When I look at their entry in the 1900 census, for example, I learn that not only were their children listed with Americanized names—Jan had become the predictable John, and Mieczyslaus was now a more pronounceable Michael—but their surname had been shortened to Lasko. One might almost think the enumerator had given up on completing the surname entry, as in the way he wrote it, there seemed to be a period followed by a long space after Lasko, until I realized that, years later, their son Michael did indeed go by that shortened surname.
Their entry in the 1900 census also put their birthplace as Germany, which technically was what the place was considered to be at that time. But upon reading their stated date of arrival in the United States as 1890, I realized there was yet another census which I could check to see if there was further information: the New York State census taken in 1892.

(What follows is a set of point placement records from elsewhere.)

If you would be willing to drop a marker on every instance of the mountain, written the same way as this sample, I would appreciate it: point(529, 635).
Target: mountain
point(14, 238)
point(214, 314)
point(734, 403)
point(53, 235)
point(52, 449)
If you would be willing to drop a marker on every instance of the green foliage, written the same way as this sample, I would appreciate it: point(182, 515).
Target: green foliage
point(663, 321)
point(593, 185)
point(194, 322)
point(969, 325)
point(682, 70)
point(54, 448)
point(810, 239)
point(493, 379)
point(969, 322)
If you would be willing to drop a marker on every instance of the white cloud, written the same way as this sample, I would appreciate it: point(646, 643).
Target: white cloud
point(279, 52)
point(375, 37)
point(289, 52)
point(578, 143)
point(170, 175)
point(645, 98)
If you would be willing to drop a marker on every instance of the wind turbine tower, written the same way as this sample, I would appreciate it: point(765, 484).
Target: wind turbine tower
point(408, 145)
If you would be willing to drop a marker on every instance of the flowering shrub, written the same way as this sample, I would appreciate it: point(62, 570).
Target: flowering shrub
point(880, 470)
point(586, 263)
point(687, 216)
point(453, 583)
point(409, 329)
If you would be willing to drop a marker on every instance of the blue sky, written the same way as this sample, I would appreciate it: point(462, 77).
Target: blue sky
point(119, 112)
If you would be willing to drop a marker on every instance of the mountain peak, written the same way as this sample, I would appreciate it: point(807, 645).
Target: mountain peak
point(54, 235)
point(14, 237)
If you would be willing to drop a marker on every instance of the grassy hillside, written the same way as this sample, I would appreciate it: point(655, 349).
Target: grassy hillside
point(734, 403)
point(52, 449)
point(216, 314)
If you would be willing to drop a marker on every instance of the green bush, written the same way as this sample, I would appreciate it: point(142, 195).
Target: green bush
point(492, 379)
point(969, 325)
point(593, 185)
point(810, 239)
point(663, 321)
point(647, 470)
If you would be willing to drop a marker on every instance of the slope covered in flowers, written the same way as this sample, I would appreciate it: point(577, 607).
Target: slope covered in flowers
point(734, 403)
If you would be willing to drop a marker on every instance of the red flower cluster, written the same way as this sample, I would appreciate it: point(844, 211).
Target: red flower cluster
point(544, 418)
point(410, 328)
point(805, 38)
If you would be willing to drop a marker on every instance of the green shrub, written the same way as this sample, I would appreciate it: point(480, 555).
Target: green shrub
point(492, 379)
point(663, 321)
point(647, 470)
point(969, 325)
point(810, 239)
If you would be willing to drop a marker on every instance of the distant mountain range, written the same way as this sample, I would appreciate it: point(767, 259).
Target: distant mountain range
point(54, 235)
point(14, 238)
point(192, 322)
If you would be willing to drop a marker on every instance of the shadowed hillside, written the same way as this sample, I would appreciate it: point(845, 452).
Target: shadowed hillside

Finding the Laskowskis in that earlier state census, I could also see that they were listed as aliens, not naturalized citizens, from Poland. Yet I also could spot some additional names in the household—names which, perhaps, this time I can track to see whether they lead to collateral lines for Antoni's family back in Żerków. Among those names was someone called Andrew Laskowski—more likely to have been called Andrzej, like Antoni's maternal grandfather, back home in Poland.
This Andrew, listed in 1892 as being twenty six years of age, may well have been born in Żerków, the Laskowskis' home in Poland. You can be sure I'll be following up on that clue later this week, as one of my goals this month is to trace the collateral lines for Antoni's father, Mateusz Laskowski. All I've been able to find, so far, have been the baptismal and death records for his infant sister Antonina Laskowska, whose brief life began and ended in 1821.
Whatever happened to Andrew Laskowski, that extra member of the extended Laskowski household in 1892, I can't say yet, but it may be a productive detour to take, in hopes of discovering more relatives among my great-grandfather's ancestors.